Ello no será óbice para que Godard se siga dedicando por entero al cine de propaganda política. Obedeciendo a estas inquietudes, creará junto a Jean-Pierre Gorin el grupo Dziga Vertov. Bajo esta denominación rodará cintas alusivas a la práctica totalidad de las cuestiones que se plantea el movimiento revolucionario de la época: el revisionismo —Pravda (1969)—, la contestación estudiantil —Lotta in Italia (1969)—, el problema palestino —Jusqu’à la victoire (1970)— y el largo etcétera.
Cierra ese segundo periodo Todo va bien (1972), un intento de hacer un cine comercial con intencionalidad política. Trabajador incansable —amén de uno de los más geniales Godard es uno de los cineastas más prolíficos de todos los tiempos—, ese tercer periodo de la obra del gran maese de la heterodoxia, que se prolonga hasta nuestros días, se inicia con varios vídeos. Si consideramos que el primero de ellos —Moi je— data de 1973, cuando el nuevo medio aún se encuentra en sus albores, podemos sostener que el cineasta sigue mostrando el mismo interés por el cine experimental que le viene caracterizando desde sus primeros títulos.
El vídeo será el soporte de sus realizaciones hasta que en 1980 decide volver a la emulsión fotográfica para rodar Sálvese quien pueda.

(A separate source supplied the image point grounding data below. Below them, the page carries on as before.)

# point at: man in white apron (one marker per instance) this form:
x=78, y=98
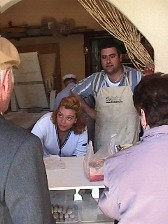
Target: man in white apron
x=112, y=89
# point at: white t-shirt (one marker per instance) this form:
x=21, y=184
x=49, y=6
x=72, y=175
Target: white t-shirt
x=74, y=145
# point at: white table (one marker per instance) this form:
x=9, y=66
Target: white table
x=72, y=177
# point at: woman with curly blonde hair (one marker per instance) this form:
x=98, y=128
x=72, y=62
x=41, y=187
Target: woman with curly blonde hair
x=63, y=132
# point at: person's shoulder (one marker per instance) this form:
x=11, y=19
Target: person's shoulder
x=14, y=136
x=131, y=70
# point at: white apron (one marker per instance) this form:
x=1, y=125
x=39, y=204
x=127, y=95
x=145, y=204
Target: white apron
x=116, y=115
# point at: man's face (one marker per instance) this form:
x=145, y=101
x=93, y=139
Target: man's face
x=111, y=60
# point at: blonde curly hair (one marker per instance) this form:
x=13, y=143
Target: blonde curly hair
x=72, y=102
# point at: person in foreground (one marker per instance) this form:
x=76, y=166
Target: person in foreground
x=136, y=179
x=63, y=132
x=24, y=195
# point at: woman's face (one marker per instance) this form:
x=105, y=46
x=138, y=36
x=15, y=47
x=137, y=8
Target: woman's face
x=66, y=118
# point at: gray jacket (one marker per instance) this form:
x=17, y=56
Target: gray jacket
x=24, y=195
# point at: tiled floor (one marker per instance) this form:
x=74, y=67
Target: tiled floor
x=87, y=209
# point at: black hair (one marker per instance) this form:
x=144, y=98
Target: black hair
x=109, y=43
x=151, y=95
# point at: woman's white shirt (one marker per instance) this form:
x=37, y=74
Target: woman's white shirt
x=74, y=145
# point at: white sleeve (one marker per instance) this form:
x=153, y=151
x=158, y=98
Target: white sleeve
x=38, y=131
x=81, y=146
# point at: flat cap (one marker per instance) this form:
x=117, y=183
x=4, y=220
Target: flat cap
x=9, y=56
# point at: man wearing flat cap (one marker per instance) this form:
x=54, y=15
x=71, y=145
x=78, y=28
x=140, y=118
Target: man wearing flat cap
x=69, y=82
x=24, y=195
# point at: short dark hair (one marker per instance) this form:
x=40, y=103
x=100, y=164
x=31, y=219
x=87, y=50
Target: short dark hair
x=151, y=95
x=109, y=43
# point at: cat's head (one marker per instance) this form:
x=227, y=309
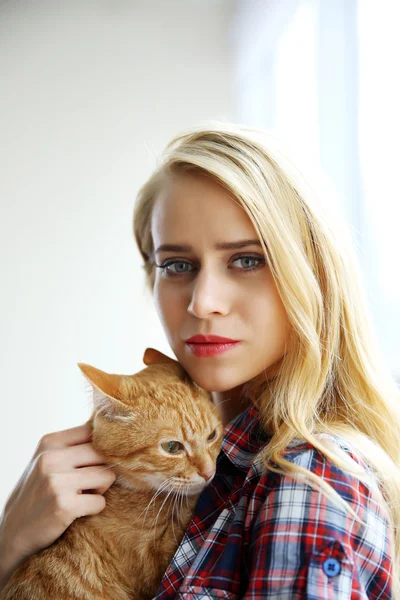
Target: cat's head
x=155, y=425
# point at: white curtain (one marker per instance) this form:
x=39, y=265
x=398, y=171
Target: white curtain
x=323, y=76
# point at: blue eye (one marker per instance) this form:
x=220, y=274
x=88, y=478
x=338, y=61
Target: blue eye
x=260, y=262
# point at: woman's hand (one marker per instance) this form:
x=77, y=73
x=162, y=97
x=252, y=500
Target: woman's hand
x=50, y=494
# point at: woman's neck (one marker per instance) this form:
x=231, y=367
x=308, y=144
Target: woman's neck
x=230, y=403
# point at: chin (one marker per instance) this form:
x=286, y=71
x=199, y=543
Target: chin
x=213, y=383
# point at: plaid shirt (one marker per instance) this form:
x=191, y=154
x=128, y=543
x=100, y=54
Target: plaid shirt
x=259, y=535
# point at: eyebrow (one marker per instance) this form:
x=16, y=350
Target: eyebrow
x=218, y=246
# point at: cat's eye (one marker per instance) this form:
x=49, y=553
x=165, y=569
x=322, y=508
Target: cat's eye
x=171, y=447
x=212, y=436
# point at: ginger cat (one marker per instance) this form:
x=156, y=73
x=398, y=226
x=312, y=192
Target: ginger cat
x=161, y=434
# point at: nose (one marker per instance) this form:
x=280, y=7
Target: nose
x=208, y=295
x=207, y=474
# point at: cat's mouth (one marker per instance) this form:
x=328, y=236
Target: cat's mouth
x=190, y=488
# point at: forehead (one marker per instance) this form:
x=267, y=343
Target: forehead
x=191, y=206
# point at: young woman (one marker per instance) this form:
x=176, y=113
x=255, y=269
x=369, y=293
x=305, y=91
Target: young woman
x=306, y=499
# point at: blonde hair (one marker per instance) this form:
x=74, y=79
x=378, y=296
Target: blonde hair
x=333, y=380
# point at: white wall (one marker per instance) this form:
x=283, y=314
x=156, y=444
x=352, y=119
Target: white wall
x=90, y=91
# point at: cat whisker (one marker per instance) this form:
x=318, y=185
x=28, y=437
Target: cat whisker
x=158, y=491
x=158, y=514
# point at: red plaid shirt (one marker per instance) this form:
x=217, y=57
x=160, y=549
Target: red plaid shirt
x=259, y=535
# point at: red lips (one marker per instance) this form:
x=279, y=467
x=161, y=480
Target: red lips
x=209, y=339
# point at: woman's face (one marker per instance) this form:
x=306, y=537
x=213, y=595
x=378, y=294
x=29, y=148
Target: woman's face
x=210, y=291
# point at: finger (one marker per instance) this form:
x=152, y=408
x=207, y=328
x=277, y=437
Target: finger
x=90, y=478
x=89, y=504
x=66, y=459
x=65, y=438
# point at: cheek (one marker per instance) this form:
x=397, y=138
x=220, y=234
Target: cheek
x=268, y=317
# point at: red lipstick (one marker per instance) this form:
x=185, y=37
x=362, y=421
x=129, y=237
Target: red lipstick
x=209, y=345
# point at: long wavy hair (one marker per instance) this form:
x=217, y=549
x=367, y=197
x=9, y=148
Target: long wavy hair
x=333, y=378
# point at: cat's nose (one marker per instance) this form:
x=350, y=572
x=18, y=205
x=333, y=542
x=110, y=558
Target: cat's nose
x=208, y=474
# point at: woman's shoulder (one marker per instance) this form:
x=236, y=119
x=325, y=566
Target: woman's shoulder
x=343, y=467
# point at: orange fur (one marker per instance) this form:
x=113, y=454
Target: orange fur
x=123, y=552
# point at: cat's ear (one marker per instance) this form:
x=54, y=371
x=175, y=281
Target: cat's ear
x=153, y=357
x=106, y=393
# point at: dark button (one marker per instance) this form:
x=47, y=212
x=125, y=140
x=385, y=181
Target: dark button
x=331, y=567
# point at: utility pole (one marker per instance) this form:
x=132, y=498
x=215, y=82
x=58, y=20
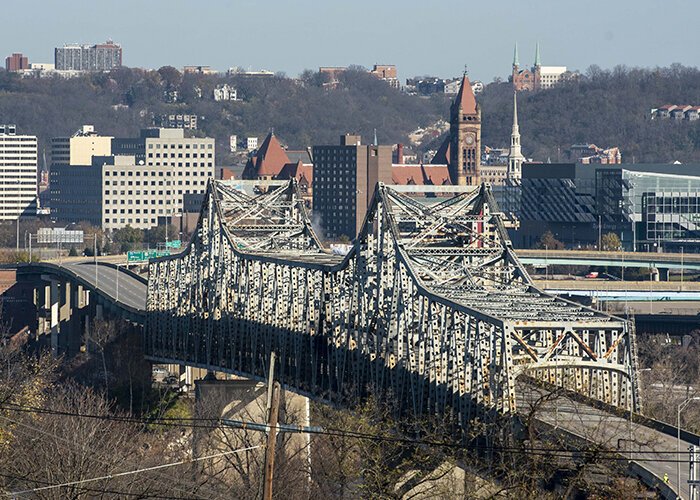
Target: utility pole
x=694, y=479
x=271, y=441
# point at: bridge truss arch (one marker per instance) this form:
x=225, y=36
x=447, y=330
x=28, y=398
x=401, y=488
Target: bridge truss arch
x=431, y=304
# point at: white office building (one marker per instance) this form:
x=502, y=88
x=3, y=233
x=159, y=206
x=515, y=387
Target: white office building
x=147, y=193
x=18, y=176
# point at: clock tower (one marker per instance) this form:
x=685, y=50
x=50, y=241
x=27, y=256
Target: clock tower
x=465, y=137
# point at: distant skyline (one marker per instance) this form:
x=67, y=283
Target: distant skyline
x=421, y=38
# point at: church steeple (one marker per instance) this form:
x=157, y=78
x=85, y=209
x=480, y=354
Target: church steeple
x=515, y=156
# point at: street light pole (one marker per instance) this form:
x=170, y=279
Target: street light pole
x=681, y=268
x=681, y=407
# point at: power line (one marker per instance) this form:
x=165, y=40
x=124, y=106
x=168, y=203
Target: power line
x=160, y=479
x=217, y=423
x=137, y=471
x=99, y=490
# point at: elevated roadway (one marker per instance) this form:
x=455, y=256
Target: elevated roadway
x=650, y=446
x=676, y=261
x=115, y=284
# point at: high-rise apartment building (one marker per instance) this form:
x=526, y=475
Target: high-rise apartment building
x=140, y=182
x=344, y=180
x=100, y=57
x=18, y=179
x=515, y=155
x=16, y=62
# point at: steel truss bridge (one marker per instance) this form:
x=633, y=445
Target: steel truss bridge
x=430, y=305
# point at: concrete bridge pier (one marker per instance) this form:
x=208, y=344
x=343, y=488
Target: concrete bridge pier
x=659, y=273
x=64, y=311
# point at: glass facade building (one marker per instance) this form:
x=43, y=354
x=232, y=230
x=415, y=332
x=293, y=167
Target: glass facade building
x=650, y=206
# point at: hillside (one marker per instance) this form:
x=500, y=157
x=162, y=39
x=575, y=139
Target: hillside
x=607, y=108
x=301, y=111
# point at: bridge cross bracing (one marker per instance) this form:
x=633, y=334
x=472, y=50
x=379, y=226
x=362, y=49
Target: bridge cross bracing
x=430, y=304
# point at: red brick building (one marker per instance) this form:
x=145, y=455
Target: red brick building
x=16, y=62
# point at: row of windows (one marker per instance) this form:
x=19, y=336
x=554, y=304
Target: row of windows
x=153, y=183
x=129, y=221
x=136, y=211
x=179, y=164
x=146, y=193
x=180, y=146
x=180, y=155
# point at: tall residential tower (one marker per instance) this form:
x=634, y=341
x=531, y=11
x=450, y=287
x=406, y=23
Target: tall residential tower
x=515, y=156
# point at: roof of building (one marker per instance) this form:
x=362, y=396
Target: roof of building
x=465, y=98
x=303, y=173
x=268, y=161
x=302, y=155
x=442, y=157
x=420, y=174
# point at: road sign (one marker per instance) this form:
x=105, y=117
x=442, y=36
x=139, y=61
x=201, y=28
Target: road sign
x=144, y=255
x=135, y=256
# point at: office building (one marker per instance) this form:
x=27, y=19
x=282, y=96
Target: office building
x=225, y=92
x=79, y=148
x=141, y=182
x=100, y=57
x=16, y=62
x=386, y=72
x=344, y=179
x=538, y=77
x=18, y=166
x=515, y=155
x=649, y=206
x=188, y=122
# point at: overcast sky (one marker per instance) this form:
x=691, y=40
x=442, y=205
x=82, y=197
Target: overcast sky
x=420, y=36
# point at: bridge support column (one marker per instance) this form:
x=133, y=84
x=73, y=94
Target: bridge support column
x=53, y=303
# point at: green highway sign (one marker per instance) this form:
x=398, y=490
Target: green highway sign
x=141, y=256
x=135, y=256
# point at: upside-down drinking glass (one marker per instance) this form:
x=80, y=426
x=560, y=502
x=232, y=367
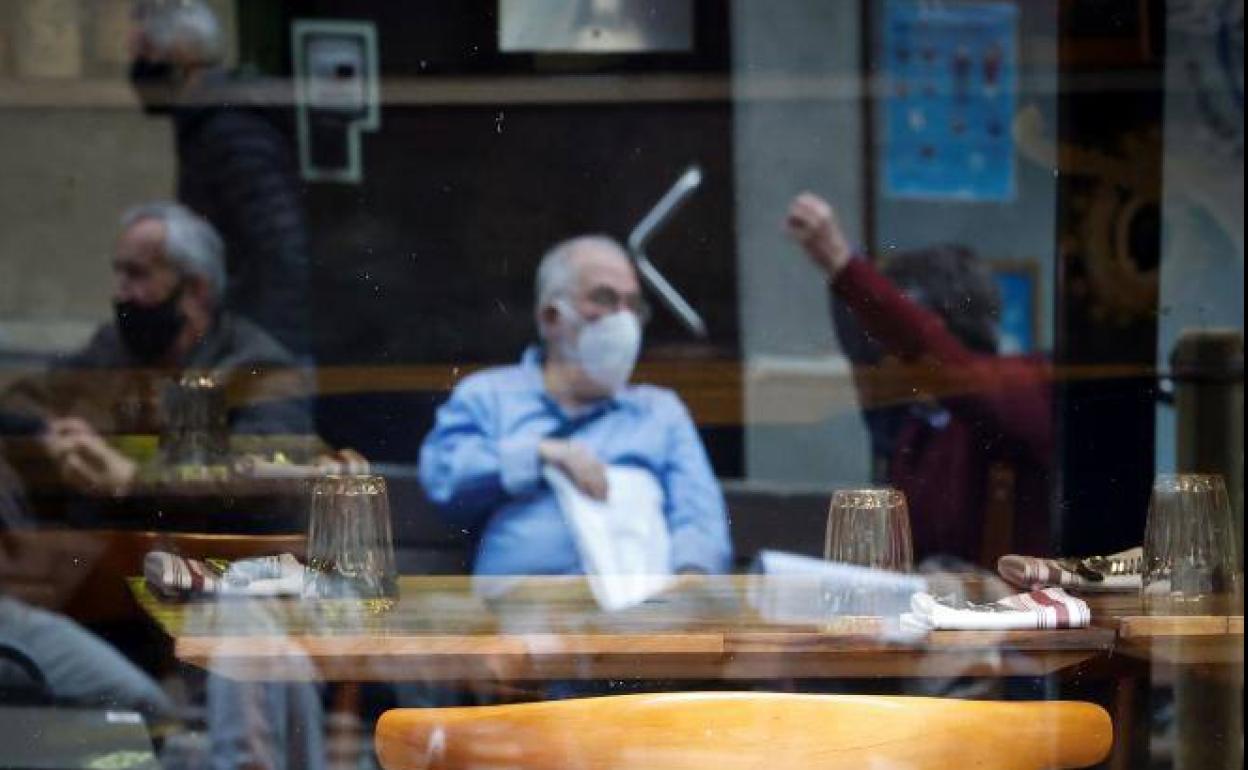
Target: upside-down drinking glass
x=870, y=528
x=351, y=552
x=1191, y=552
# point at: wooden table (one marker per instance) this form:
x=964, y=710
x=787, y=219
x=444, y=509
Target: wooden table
x=550, y=629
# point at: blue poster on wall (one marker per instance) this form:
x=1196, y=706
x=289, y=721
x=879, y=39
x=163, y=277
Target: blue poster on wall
x=951, y=77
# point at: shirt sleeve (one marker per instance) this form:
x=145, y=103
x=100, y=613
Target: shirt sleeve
x=695, y=511
x=1009, y=393
x=466, y=468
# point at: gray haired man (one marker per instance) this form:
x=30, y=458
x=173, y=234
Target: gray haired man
x=169, y=278
x=235, y=164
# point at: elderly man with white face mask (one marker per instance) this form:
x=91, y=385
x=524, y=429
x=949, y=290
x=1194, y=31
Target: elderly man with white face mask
x=568, y=404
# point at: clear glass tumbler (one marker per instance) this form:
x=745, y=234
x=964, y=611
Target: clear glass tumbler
x=870, y=528
x=1191, y=552
x=867, y=529
x=351, y=550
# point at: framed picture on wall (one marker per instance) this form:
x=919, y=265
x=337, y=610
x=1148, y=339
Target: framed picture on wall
x=1018, y=283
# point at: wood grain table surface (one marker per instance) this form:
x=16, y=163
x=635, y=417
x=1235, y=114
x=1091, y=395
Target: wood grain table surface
x=441, y=629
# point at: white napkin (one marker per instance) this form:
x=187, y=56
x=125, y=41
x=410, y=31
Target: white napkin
x=176, y=575
x=1038, y=609
x=804, y=589
x=623, y=542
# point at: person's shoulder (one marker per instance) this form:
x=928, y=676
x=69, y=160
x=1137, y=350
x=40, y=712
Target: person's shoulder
x=657, y=401
x=248, y=342
x=102, y=350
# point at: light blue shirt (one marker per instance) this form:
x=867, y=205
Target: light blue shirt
x=481, y=467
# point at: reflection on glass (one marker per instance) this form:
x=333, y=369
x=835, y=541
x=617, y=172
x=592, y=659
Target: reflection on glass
x=1189, y=547
x=351, y=552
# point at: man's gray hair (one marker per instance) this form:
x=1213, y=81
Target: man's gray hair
x=190, y=25
x=557, y=275
x=191, y=243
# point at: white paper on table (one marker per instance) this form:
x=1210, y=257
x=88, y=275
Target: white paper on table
x=623, y=540
x=804, y=589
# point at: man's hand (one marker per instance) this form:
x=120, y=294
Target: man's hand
x=85, y=461
x=585, y=471
x=813, y=224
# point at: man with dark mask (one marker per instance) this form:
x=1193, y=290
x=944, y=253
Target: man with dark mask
x=966, y=433
x=235, y=165
x=169, y=277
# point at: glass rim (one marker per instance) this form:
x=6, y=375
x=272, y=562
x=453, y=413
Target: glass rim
x=1188, y=481
x=347, y=483
x=867, y=497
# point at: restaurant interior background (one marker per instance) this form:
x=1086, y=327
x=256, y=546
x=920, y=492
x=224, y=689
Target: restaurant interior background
x=1113, y=219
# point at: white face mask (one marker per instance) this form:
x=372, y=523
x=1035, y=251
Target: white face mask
x=605, y=348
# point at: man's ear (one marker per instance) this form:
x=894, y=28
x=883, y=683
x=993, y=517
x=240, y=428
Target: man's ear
x=197, y=290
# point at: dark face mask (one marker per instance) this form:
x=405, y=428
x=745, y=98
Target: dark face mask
x=155, y=82
x=149, y=331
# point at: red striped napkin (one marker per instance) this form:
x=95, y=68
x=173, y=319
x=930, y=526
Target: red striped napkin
x=1040, y=609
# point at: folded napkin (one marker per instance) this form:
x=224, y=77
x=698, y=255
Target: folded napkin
x=623, y=540
x=1038, y=609
x=1118, y=572
x=795, y=588
x=172, y=575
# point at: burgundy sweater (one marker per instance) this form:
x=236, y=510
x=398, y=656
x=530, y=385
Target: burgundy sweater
x=999, y=424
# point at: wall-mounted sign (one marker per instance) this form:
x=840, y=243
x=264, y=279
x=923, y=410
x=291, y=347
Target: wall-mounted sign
x=951, y=79
x=595, y=26
x=337, y=91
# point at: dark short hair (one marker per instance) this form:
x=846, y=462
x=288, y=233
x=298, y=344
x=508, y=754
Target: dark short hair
x=952, y=282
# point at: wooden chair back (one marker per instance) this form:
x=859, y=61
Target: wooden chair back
x=748, y=730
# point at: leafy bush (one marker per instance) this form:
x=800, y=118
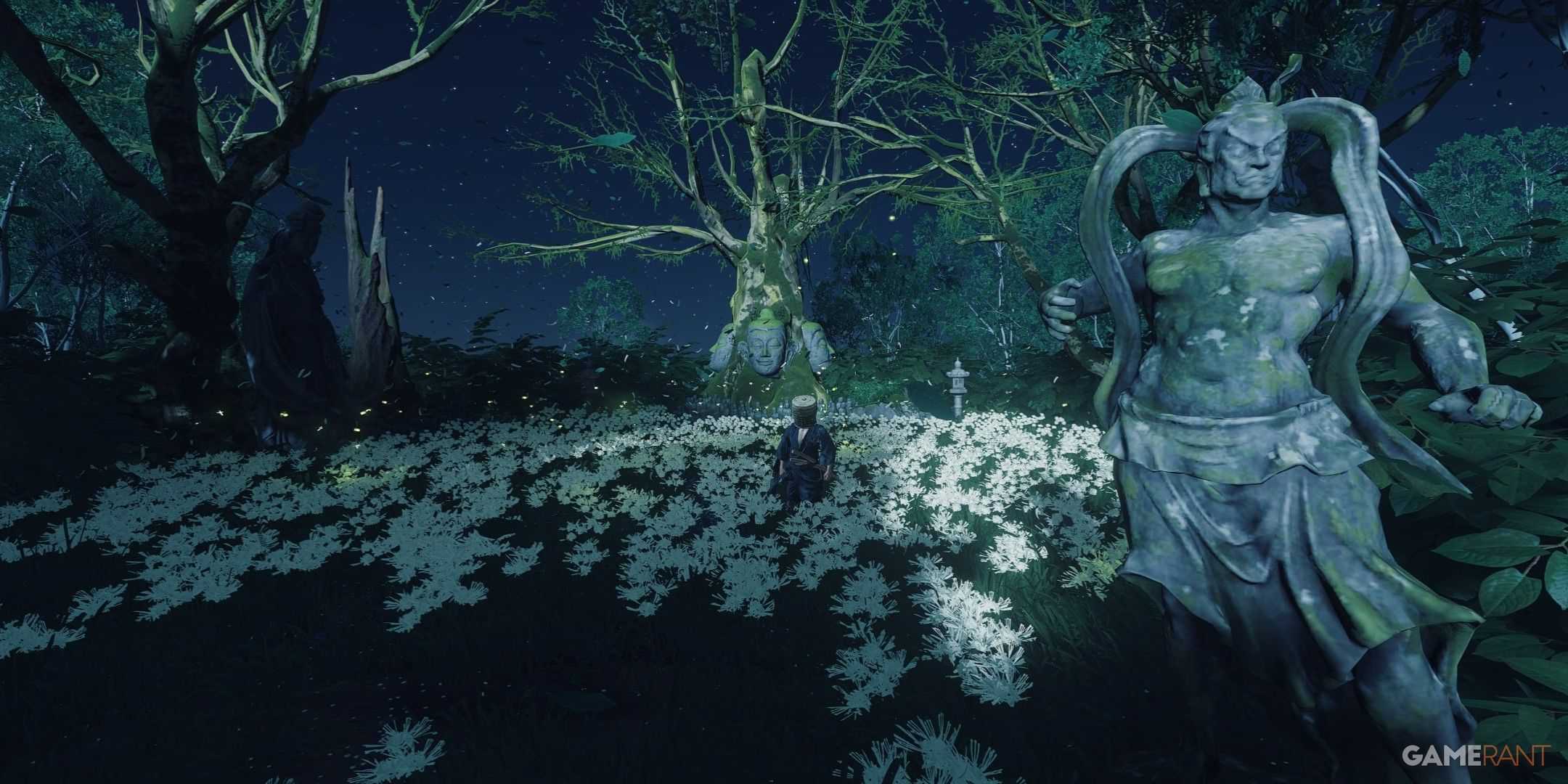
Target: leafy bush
x=1514, y=532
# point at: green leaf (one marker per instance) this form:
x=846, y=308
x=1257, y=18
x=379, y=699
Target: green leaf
x=1407, y=501
x=1520, y=366
x=1532, y=523
x=613, y=140
x=1181, y=120
x=1554, y=505
x=1551, y=674
x=1514, y=483
x=1557, y=579
x=1512, y=647
x=1495, y=547
x=1535, y=723
x=1377, y=474
x=1507, y=592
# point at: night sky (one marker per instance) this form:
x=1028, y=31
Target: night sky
x=438, y=140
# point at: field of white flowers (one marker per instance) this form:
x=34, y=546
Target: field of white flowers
x=669, y=504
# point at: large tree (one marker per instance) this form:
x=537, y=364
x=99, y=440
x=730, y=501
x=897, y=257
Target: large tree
x=213, y=158
x=55, y=209
x=1054, y=82
x=759, y=162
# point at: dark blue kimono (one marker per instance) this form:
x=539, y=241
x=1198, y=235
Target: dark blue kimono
x=805, y=482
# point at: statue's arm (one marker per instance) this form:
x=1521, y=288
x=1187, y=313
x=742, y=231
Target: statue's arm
x=1092, y=295
x=1446, y=346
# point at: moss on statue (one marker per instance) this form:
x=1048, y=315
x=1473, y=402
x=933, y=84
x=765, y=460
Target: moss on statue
x=743, y=385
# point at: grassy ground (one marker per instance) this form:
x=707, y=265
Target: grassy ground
x=550, y=679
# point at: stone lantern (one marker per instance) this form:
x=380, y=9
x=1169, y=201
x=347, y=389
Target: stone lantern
x=958, y=375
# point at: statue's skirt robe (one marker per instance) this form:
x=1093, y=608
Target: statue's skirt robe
x=1267, y=529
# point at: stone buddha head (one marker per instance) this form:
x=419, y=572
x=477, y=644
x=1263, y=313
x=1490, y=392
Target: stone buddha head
x=817, y=348
x=766, y=342
x=1241, y=151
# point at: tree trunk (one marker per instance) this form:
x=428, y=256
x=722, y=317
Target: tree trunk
x=766, y=278
x=375, y=361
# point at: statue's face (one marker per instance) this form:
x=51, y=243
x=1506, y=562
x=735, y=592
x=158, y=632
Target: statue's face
x=817, y=348
x=1249, y=158
x=766, y=346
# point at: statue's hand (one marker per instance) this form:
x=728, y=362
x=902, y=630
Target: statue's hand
x=1488, y=405
x=1059, y=308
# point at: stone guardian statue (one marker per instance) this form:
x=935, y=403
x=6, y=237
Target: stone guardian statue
x=1251, y=524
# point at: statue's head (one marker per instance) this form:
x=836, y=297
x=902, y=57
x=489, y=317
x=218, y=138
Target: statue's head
x=1241, y=151
x=766, y=344
x=817, y=348
x=723, y=348
x=805, y=409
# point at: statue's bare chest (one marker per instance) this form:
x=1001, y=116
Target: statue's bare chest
x=1262, y=262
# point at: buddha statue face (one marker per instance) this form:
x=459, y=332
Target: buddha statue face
x=766, y=340
x=1244, y=152
x=723, y=350
x=817, y=348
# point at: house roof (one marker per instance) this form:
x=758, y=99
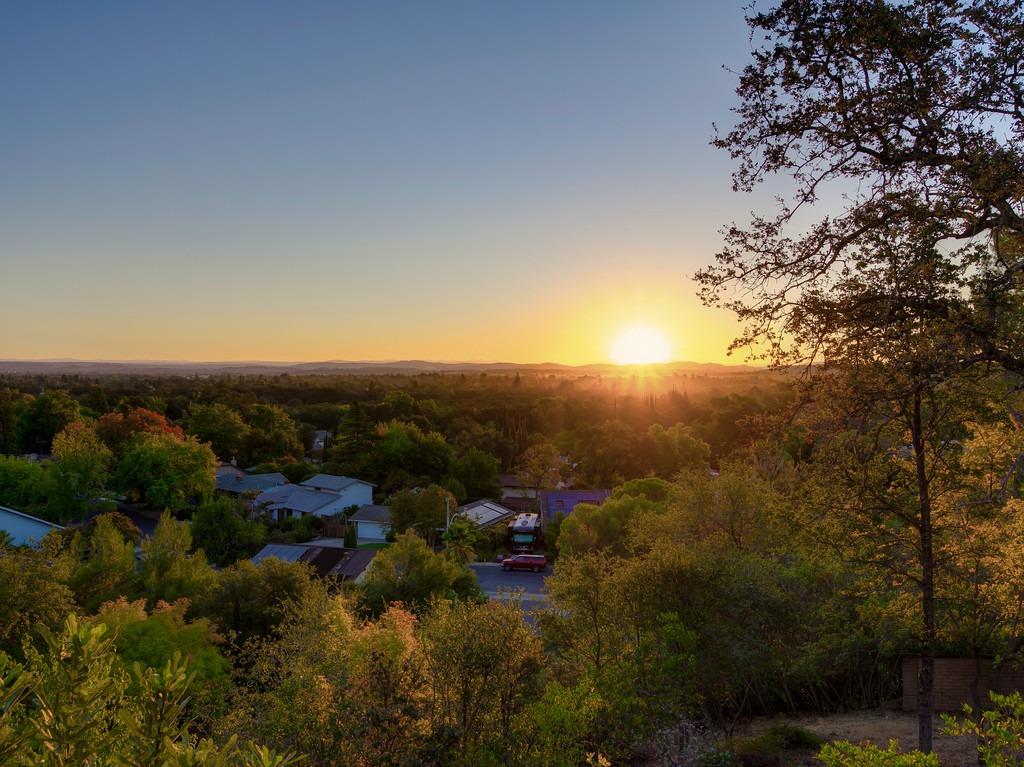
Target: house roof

Tan lúcido como en sus primeras entregas, la crítica al uso —a la sazón fascinada por las aventuras galácticas que nos proponen los cineastas norteamericanos— se ensaña con el maestro. Ajeno a quienes le menoscaban porque no le entienden, Godard, que siempre ha sido un cineasta tan literario como plástico —sus alusiones a autores como Faulkner, Chandler o Conrad merecen el mismo aplauso que los inquietantes y sugerentes planos que dedica a las bellas actrices que invariablemente le inspiran—, emprende lo que los expertos han ido a llamar una “reinvención del cine”. La principal característica de esta fase final del tercer periodo es la revisión de clásicos como Bizet —Nombre: Carmen (1983)—, dogmas de fe como el alumbramiento mariano —Yo te saludo, María (1984)— o mitos cinematográficos como el del investigador —Detective (1985)—.
Ya en su ocaso, Godard ha seguido siendo un cineasta rupturista y sugerente. Su discurso, tanto en su forma como en su fondo, sigue siendo objeto de encendidas controversias. Adiós al lenguaje (2014), una de sus últimas cintas, aún enerva a cuantos se niegan a entender que en su cine no hay más regla que la ausencia total de reglas. La suya es una heterodoxia lúcida y esplendorosa como Odile bailando el Madison, flanqueada por Franz y Arthur, en Banda aparte.